Qu'en est-il si le lien physique est ténu ? Le juge administratif a jugé à plusieurs reprises que pour le cas où un bâtiment n'était relié à un autre que par une galerie, un couloir ou une passerelle, sa réalisation ne pouvait pas être considérée comme une extension mais comme une construction nouvelle.
Il en résulte que le lien physique doit être suffisamment important pour être considéré comme une extension de l'existant, et un simple accès commun n'est pas suffisant.
Pour autant, la proximité immédiate d'une construction et le fait qu'elle présente un même ensemble architectural avec une construction existante ont pu suffire au juge pour la qualifier d'extension.
– Deuxième critère : le lien fonctionnel. – Ce critère implique que les deux constructions réunies, l'existante et l'extension, doivent être interdépendantes l'une de l'autre dans leur fonctionnement.
Cela peut consister en des accès ou des communications communes, mais aussi des réseaux ou des installations techniques communes (chauffage, climatisation, etc.).
On est également tenté de penser que ce lien fonctionnel peut être également juridique. Tel serait le cas par exemple d'une extension réalisée dans un lot transitoire en copropriété ou dans un volume avec les servitudes croisées nécessaires à son existence.

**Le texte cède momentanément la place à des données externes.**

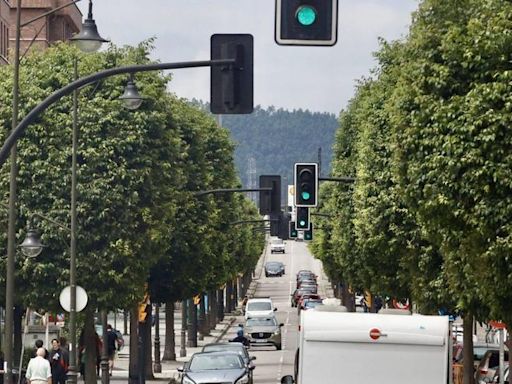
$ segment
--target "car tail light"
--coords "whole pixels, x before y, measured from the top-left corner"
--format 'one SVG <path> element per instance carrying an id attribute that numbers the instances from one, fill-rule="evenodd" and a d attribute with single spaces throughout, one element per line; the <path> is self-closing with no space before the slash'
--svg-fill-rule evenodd
<path id="1" fill-rule="evenodd" d="M 487 369 L 485 369 L 485 368 L 480 368 L 480 374 L 481 374 L 481 375 L 487 375 Z"/>

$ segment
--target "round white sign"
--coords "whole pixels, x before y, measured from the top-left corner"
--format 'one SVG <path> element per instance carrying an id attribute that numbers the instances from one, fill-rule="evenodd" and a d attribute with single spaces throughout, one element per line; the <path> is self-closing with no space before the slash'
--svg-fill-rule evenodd
<path id="1" fill-rule="evenodd" d="M 69 312 L 71 309 L 71 287 L 67 286 L 65 287 L 61 292 L 59 296 L 59 302 L 62 308 L 66 312 Z M 76 312 L 82 311 L 85 306 L 87 305 L 87 292 L 85 292 L 85 289 L 80 287 L 79 285 L 76 286 Z"/>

– Troisième critère : les dimensions de l'extension. – Ce critère pouvait à première vue être plus difficile d'appréciation de par son caractère subjectif. Il n'existe en effet aucun seuil légal permettant de déterminer si des travaux seront à ce point importants qu'ils devront être considérés comme une construction nouvelle, quand bien même les critères de la continuité physique et fonctionnelle seraient réunis.
Tout est question d'appréciation au cas par cas, le juge administratif disposant en la matière d'un pouvoir souverain d'appréciation.
Le Conseil d'État considère que l'extension doit nécessairement être d'une dimension inférieure à la construction existante.
Cette décision, qui vient à l'encontre d'anciennes décisions qui n'avaient pas retenu ce critère pour qualifier des travaux d'extension, soulève la question de l'appréciation de la notion de « dimension ».
On est en effet en droit de se demander si le fait de ne pas utiliser le terme de « surface » laisse la possibilité qu'une extension puisse avoir une surface supérieure à la construction existante. Il ne nous semble pas impossible en effet qu'une construction nouvelle puisse être de dimension équivalente voire inférieure à celle d'origine, mais qu'elle comporte une plus grande surface.
À s'en tenir à cette lecture, la notion de dimension s'interpréterait au sens de « volumétrie » ou de « proportion », pour reprendre les termes des juges d'appel.
Une porte semble ainsi laissée ouverte, mais seule une nouvelle décision de la Haute assemblée permettrait de trancher définitivement le sujet.

L'existence juridique d'une construction

– Existence matérielle d'une construction ne signifie pas existence juridique. – Le fait qu'une construction existe matériellement emporte-t-il nécessairement reconnaissance de son existence d'un point de vue juridique ? Cette question se pose en particulier lorsque la construction d'origine sur laquelle sont envisagés les travaux est elle-même irrégulière et/ou non conforme aux règles en vigueur à la date de la décision prise sur la demande d'autorisation d'urbanisme.
Cette importante question a donné lieu à la jurisprudence Thalamy abondamment commentée par la doctrine.
Il résulte de cette décision que lorsqu'un ouvrage a été édifié sans autorisation de construire, l'autorité administrative saisie d'une nouvelle demande d'autorisation d'urbanisme portant sur cet ouvrage est tenue de la rejeter et doit inviter son auteur à déposer une nouvelle demande portant sur l'ensemble du bâtiment, et ce quand bien même ces travaux pris isolément seraient conformes à la réglementation d'urbanisme et n'aggraveraient pas la situation existante.
Une construction, si elle existe matériellement, n'a donc aucune existence juridique si elle a été réalisée sans aucune autorisation de construire.